Kesadaran tentang hak asasi manusia (HAM), demokrasi dan globalisasi misalnya, secara umum relatif tidak menyentuh hakikat kepentingan manusia sebagai individu dan bangsa secra kolektif. Karena kesadaran itu lebih sebatas prosedur-prosedur, etika atau persepsi tentang itu semua sebagai “hukum alam” dan karenanya menjadi keharusan sejarah. Tidak ada kesadaran kritis yang melampaui “smoke screen” (HAM, demokrasi dan globalisasi sebagai contoh adalah “tabir asap”), sehingga kita bisa melihat fakta, kepentingan dan agenda tersembunyi di balik wacana itu.
Mentalitas kolektif bangsa ini yang cenderung memilih untuk menjadi konsumen dalam segala hal di satu sisi, dan mentalitas permanen yang menganggap bahwa segala sesuatu yang datang dari luar adalah lebih baik di sisi lain, juga semakin menutup peluang lahirnya kesadaran kritis itu. Lebih dari itu, ada mental inlander dan rendah diri (tidak percaya pada kekuatan diri dan lokal), sehingga selalu mengharap bantuan dari luar dan pihak luarlah yang diyakini bisa menyelesaikan konflik internal masyarakat (misalnya di dalam organisasi atau tubuh partai politik) dan bangsa (krisis ekonomi atau politik).
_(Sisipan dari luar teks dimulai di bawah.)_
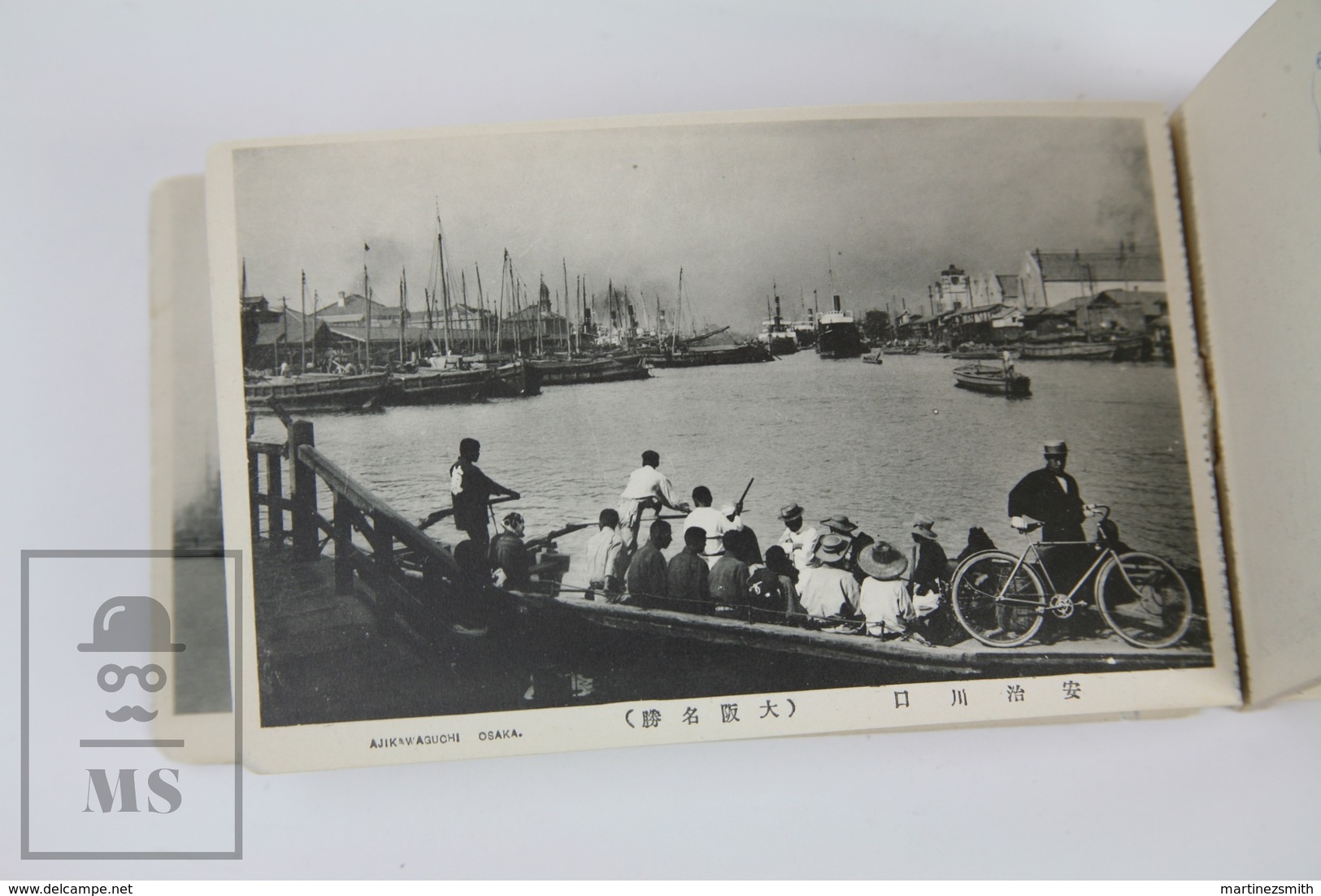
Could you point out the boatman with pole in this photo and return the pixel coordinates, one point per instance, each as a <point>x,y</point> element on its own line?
<point>471,492</point>
<point>648,488</point>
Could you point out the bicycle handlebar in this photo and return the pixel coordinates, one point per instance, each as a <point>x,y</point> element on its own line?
<point>1089,509</point>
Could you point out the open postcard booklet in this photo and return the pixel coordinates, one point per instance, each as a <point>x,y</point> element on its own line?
<point>558,437</point>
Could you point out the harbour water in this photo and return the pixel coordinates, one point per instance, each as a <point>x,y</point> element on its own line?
<point>877,443</point>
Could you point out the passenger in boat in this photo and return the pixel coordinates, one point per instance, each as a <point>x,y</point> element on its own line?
<point>645,578</point>
<point>932,568</point>
<point>469,607</point>
<point>1049,496</point>
<point>797,542</point>
<point>710,520</point>
<point>648,489</point>
<point>729,581</point>
<point>771,596</point>
<point>831,589</point>
<point>509,555</point>
<point>606,557</point>
<point>841,525</point>
<point>745,546</point>
<point>687,576</point>
<point>471,492</point>
<point>884,599</point>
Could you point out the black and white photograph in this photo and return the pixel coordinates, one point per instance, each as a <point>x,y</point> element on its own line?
<point>638,411</point>
<point>382,354</point>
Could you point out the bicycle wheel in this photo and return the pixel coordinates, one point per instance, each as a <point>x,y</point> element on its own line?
<point>1145,599</point>
<point>997,606</point>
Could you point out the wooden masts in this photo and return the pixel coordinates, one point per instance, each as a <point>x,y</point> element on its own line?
<point>366,296</point>
<point>302,316</point>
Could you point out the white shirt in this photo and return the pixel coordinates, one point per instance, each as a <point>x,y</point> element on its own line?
<point>885,604</point>
<point>602,557</point>
<point>798,545</point>
<point>715,524</point>
<point>828,589</point>
<point>646,483</point>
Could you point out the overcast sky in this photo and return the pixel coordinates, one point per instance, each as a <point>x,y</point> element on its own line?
<point>881,205</point>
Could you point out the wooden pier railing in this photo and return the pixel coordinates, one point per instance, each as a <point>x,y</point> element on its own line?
<point>408,575</point>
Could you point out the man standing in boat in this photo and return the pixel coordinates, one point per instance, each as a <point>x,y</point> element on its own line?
<point>1049,496</point>
<point>648,488</point>
<point>471,492</point>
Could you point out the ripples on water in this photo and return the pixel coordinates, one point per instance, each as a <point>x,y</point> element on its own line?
<point>877,443</point>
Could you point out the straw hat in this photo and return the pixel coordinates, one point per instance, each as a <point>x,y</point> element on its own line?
<point>923,526</point>
<point>832,547</point>
<point>839,522</point>
<point>883,560</point>
<point>790,511</point>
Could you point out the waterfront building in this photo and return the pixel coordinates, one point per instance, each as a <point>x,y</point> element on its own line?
<point>1049,279</point>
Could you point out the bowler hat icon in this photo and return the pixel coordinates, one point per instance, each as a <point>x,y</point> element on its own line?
<point>131,624</point>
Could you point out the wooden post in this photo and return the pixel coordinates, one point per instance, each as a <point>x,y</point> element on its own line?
<point>254,490</point>
<point>304,494</point>
<point>275,494</point>
<point>342,526</point>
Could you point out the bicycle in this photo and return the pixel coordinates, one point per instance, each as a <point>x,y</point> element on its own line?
<point>1002,600</point>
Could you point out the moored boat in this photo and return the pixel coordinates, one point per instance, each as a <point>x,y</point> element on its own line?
<point>312,393</point>
<point>778,336</point>
<point>437,386</point>
<point>602,369</point>
<point>704,356</point>
<point>836,333</point>
<point>997,380</point>
<point>1069,352</point>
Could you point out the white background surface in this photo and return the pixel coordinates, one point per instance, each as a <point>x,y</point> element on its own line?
<point>101,101</point>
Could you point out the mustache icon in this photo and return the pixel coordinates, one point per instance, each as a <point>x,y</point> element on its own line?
<point>135,712</point>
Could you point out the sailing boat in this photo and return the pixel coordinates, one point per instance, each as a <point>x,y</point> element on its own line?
<point>691,353</point>
<point>443,384</point>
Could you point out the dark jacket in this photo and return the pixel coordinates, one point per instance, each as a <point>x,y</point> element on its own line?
<point>932,570</point>
<point>471,500</point>
<point>1039,496</point>
<point>686,581</point>
<point>646,578</point>
<point>729,583</point>
<point>509,554</point>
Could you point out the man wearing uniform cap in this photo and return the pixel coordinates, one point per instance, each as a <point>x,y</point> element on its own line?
<point>798,542</point>
<point>509,555</point>
<point>1049,496</point>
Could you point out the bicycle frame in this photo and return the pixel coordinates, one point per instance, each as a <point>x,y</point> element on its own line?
<point>1040,564</point>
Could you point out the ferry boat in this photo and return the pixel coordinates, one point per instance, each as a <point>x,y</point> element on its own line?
<point>997,380</point>
<point>778,336</point>
<point>836,333</point>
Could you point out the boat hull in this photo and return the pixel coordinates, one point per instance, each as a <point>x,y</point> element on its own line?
<point>591,370</point>
<point>839,341</point>
<point>439,388</point>
<point>993,381</point>
<point>1069,352</point>
<point>316,393</point>
<point>706,357</point>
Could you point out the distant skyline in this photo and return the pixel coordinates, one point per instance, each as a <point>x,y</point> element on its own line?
<point>879,207</point>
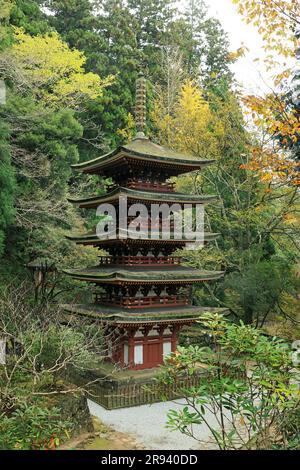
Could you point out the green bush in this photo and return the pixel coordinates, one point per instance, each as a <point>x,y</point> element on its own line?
<point>33,428</point>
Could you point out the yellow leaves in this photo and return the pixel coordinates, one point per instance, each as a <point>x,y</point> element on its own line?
<point>272,167</point>
<point>55,72</point>
<point>127,133</point>
<point>193,127</point>
<point>5,8</point>
<point>240,52</point>
<point>275,21</point>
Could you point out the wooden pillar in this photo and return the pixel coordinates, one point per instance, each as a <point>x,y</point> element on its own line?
<point>131,334</point>
<point>175,330</point>
<point>161,343</point>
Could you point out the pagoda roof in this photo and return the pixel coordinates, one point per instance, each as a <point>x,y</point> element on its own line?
<point>143,149</point>
<point>136,195</point>
<point>141,274</point>
<point>93,239</point>
<point>121,316</point>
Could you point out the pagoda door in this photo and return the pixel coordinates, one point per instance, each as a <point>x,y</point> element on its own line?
<point>154,356</point>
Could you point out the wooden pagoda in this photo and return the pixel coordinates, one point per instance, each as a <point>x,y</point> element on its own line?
<point>141,290</point>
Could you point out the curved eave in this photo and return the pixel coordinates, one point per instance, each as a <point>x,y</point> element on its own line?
<point>119,278</point>
<point>124,317</point>
<point>188,163</point>
<point>94,240</point>
<point>145,196</point>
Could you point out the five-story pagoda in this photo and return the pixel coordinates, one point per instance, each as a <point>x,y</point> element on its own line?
<point>142,291</point>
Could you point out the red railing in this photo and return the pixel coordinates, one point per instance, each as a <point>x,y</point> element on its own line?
<point>145,185</point>
<point>141,260</point>
<point>143,302</point>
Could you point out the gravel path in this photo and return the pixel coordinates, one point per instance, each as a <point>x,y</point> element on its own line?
<point>147,424</point>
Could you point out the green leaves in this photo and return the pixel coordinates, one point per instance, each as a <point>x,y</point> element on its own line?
<point>245,385</point>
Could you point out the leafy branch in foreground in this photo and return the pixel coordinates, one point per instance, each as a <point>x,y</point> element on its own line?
<point>244,390</point>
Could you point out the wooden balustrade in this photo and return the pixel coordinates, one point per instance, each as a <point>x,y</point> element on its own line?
<point>140,260</point>
<point>145,185</point>
<point>143,302</point>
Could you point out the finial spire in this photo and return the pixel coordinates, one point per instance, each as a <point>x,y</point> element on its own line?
<point>140,105</point>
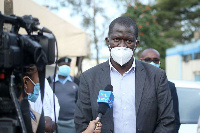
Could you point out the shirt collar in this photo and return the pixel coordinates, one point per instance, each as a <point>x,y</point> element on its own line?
<point>132,67</point>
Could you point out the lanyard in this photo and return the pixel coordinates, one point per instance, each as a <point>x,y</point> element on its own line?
<point>32,115</point>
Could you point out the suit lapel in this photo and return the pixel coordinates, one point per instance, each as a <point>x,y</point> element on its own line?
<point>105,80</point>
<point>140,76</point>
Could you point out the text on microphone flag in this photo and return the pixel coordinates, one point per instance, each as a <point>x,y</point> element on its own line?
<point>106,97</point>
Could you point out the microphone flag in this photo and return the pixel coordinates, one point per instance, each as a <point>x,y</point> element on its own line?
<point>106,97</point>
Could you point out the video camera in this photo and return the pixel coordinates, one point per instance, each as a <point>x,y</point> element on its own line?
<point>16,51</point>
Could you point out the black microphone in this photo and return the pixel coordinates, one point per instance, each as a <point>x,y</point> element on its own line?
<point>105,100</point>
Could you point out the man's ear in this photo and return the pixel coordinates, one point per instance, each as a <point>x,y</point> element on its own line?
<point>107,41</point>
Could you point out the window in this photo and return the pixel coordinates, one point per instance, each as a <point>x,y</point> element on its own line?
<point>197,56</point>
<point>197,77</point>
<point>187,58</point>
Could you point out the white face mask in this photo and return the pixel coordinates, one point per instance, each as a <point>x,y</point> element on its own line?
<point>121,55</point>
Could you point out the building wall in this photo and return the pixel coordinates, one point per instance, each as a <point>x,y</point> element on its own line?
<point>190,69</point>
<point>173,67</point>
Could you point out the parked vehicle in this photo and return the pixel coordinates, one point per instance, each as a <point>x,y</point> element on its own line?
<point>189,104</point>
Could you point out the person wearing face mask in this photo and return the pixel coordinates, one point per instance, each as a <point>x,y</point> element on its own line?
<point>66,92</point>
<point>152,56</point>
<point>143,102</point>
<point>31,88</point>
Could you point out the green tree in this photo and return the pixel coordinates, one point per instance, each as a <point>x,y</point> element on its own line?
<point>150,34</point>
<point>179,18</point>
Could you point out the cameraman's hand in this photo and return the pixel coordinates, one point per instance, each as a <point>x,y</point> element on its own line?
<point>92,128</point>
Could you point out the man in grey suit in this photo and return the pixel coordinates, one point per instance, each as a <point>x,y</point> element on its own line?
<point>142,103</point>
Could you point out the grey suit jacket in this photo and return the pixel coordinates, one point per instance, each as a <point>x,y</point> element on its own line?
<point>154,107</point>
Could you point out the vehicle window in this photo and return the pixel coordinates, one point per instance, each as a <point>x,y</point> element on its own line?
<point>189,105</point>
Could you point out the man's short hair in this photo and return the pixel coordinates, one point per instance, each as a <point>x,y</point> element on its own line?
<point>65,59</point>
<point>125,21</point>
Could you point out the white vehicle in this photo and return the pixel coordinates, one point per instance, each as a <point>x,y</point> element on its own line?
<point>189,104</point>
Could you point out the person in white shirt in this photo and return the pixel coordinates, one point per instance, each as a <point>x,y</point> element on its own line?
<point>48,107</point>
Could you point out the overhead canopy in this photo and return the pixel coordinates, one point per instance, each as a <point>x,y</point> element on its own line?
<point>71,40</point>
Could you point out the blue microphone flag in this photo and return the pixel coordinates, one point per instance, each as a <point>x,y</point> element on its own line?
<point>106,97</point>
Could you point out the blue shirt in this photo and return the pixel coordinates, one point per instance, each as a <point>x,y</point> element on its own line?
<point>124,114</point>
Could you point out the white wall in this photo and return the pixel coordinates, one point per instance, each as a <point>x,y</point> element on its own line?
<point>173,67</point>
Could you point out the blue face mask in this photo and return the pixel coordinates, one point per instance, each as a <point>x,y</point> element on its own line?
<point>33,96</point>
<point>154,64</point>
<point>64,70</point>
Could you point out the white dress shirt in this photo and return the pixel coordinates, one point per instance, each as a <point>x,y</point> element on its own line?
<point>124,114</point>
<point>48,104</point>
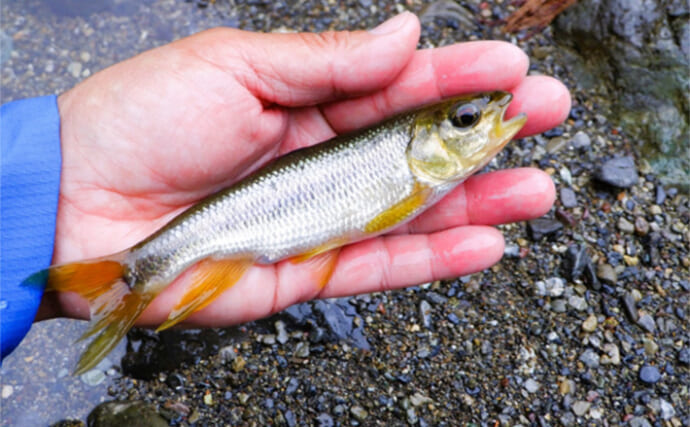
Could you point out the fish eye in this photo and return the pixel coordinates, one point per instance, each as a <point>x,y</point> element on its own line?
<point>465,115</point>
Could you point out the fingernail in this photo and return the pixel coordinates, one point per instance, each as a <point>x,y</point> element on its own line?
<point>392,25</point>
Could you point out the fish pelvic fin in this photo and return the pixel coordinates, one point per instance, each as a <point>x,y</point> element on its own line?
<point>113,304</point>
<point>211,278</point>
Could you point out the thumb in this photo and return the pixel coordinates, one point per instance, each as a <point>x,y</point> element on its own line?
<point>310,68</point>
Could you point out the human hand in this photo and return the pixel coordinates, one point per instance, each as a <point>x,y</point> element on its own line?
<point>146,138</point>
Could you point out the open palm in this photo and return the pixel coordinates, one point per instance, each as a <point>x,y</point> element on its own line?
<point>148,137</point>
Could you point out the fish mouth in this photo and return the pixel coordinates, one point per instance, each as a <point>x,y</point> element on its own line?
<point>505,130</point>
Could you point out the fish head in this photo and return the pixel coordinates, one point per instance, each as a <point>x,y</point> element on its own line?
<point>458,136</point>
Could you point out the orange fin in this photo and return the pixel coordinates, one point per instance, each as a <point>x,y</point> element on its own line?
<point>400,211</point>
<point>323,266</point>
<point>114,305</point>
<point>211,278</point>
<point>333,244</point>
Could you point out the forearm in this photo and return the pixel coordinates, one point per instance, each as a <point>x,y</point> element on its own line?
<point>30,183</point>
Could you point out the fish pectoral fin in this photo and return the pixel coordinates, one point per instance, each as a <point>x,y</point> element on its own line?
<point>400,211</point>
<point>210,279</point>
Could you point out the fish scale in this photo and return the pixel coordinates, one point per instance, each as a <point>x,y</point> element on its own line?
<point>303,206</point>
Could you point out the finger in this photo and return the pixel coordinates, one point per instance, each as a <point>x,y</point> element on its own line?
<point>488,199</point>
<point>545,100</point>
<point>309,68</point>
<point>433,74</point>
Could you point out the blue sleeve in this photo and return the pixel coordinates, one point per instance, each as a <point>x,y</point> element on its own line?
<point>30,162</point>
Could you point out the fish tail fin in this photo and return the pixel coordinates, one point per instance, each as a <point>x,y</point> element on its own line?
<point>114,305</point>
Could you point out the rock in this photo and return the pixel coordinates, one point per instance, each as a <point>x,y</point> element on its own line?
<point>612,356</point>
<point>568,197</point>
<point>590,358</point>
<point>590,324</point>
<point>74,68</point>
<point>630,306</point>
<point>541,227</point>
<point>639,422</point>
<point>607,274</point>
<point>531,386</point>
<point>282,336</point>
<point>552,287</point>
<point>641,226</point>
<point>619,172</point>
<point>625,226</point>
<point>637,53</point>
<point>581,407</point>
<point>425,314</point>
<point>581,140</point>
<point>577,302</point>
<point>359,413</point>
<point>647,323</point>
<point>650,374</point>
<point>121,413</point>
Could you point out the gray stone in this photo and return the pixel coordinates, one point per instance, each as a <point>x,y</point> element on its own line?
<point>650,374</point>
<point>581,140</point>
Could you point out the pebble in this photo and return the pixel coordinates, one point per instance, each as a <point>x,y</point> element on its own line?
<point>590,324</point>
<point>568,197</point>
<point>630,306</point>
<point>74,68</point>
<point>581,407</point>
<point>641,226</point>
<point>581,140</point>
<point>282,336</point>
<point>612,356</point>
<point>647,323</point>
<point>649,374</point>
<point>590,358</point>
<point>607,274</point>
<point>359,413</point>
<point>531,385</point>
<point>541,227</point>
<point>625,226</point>
<point>552,287</point>
<point>618,172</point>
<point>425,314</point>
<point>577,302</point>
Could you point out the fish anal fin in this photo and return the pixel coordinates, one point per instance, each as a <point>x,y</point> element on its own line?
<point>322,266</point>
<point>211,277</point>
<point>330,245</point>
<point>400,211</point>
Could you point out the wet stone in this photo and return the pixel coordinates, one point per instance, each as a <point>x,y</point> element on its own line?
<point>541,227</point>
<point>568,197</point>
<point>625,226</point>
<point>619,172</point>
<point>590,358</point>
<point>581,140</point>
<point>607,274</point>
<point>650,374</point>
<point>630,306</point>
<point>647,323</point>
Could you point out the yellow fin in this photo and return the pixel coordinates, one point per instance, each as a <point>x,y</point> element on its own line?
<point>400,211</point>
<point>211,278</point>
<point>333,244</point>
<point>114,305</point>
<point>323,266</point>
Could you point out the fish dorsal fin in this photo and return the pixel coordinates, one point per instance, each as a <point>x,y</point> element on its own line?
<point>400,211</point>
<point>210,279</point>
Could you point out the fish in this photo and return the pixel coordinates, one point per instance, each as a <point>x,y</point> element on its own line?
<point>303,206</point>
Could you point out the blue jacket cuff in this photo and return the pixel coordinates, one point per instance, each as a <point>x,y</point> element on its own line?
<point>30,184</point>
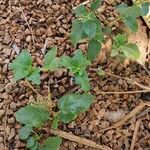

Di tengah hiruk-pikuk wacana globalisasi, demokrasi dan penegakkan HAM dengan berbagai tingkat persoalannya yang kompleks, mayoritas warga bangsa ini – khususnya elit politik dan kaum intelektualnya – lupa untuk mengajukan sejumlah pertanyaan kritis yang seharusnya diajukan oleh kelas terdidik dan warga bangsa merdeka. Karena lupa atau tahu tapi tidak tahu harus berbuat apa, pada akhirnya kelompok itu tidak punya pilihan lain selain mendukung dan mengusung agenda globalisasi, demokratisasi dan penegakkan HAM.
Ketika memperbincangkan globalisasi, yang diusung adalah wacana bahwa globalisasi merupakan keharusan sejarah yang tidak mungkin dilawan sebagai akibat dari pesatnya perkembangan ilmu pengetahuan dan teknologi. Terintegrasinya bangsa-bangsa di dunia dalam satu pasar, pertukaran budaya dan nilai-nilai yang dianggap universal merupakan sesuatu yang sangat alamiah dan keharusan sejarah. Karenanya, globalisasi tidak mungkin “dilawan”. Siapa pun yang melawan pasti tenggelam. Sikap kritis terhadap globalisasi dianggap sebagai anti-globalisasi.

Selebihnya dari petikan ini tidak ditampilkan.